Aku lay on the grass, unconscious. Foam leaked from his mouth. Rabid? Had it pushed him that far? I took a cautious step closer, but he didn't move.

My clothes were back to those cheap threads I'd picked up earlier. The contrast was jarring. Comfortable, at least.

I slid a hand down my chin, feeling the stubble of clean skin press flat beneath my fingers. I supposed having a beard didn't feel that bad after all.

Pamela was nearby, clutching her chest, pale and trembling.

She was throwing up—dry heaves that shook her fragile frame.

I got closer and squared up near her.

"You!" she spat out, voice rough and accusing. "How could you do that?"

Her body had deflated from canceling her powers. It was strange how those things worked.
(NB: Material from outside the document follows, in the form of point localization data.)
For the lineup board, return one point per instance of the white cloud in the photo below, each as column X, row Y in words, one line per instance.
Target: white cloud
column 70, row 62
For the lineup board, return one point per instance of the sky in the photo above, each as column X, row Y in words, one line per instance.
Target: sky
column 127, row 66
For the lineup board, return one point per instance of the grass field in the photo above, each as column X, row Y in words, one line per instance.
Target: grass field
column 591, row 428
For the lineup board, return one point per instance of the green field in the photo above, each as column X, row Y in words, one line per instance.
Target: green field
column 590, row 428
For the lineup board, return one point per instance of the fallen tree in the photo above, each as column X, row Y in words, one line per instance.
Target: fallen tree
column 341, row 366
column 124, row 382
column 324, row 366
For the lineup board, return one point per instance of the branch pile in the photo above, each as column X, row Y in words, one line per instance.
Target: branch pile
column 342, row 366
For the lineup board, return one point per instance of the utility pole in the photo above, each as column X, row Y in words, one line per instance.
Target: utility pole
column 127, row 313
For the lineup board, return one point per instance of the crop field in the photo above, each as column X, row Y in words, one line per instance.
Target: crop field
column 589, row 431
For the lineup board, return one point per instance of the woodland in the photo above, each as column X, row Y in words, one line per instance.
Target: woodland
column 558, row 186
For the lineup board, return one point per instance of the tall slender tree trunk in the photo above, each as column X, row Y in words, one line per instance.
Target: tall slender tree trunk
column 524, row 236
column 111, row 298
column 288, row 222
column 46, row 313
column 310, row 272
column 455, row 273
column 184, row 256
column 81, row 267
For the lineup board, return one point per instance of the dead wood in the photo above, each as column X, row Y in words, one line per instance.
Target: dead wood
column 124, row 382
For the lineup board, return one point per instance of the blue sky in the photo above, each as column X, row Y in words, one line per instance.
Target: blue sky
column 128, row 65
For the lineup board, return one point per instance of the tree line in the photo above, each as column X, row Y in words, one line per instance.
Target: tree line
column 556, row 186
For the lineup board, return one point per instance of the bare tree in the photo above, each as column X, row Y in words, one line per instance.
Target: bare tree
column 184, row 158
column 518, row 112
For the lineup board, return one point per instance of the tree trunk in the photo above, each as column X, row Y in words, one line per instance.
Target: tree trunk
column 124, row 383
You wouldn't have guessed her body was fat before; the only telltale signs were the ugly earrings hanging off her lobes, the short choppy hair, and the cheap makeup smudged across her face.

What a difference.

She wasn't as pretty as her younger self was, but compared to a corpse like before, she looked like a queen.

I shrugged. "Guess I went a bit overboard."

"Overboard?" She scoffed. "Just a bit?"

I smirked. "I'm not sorry. You brought me into that dream."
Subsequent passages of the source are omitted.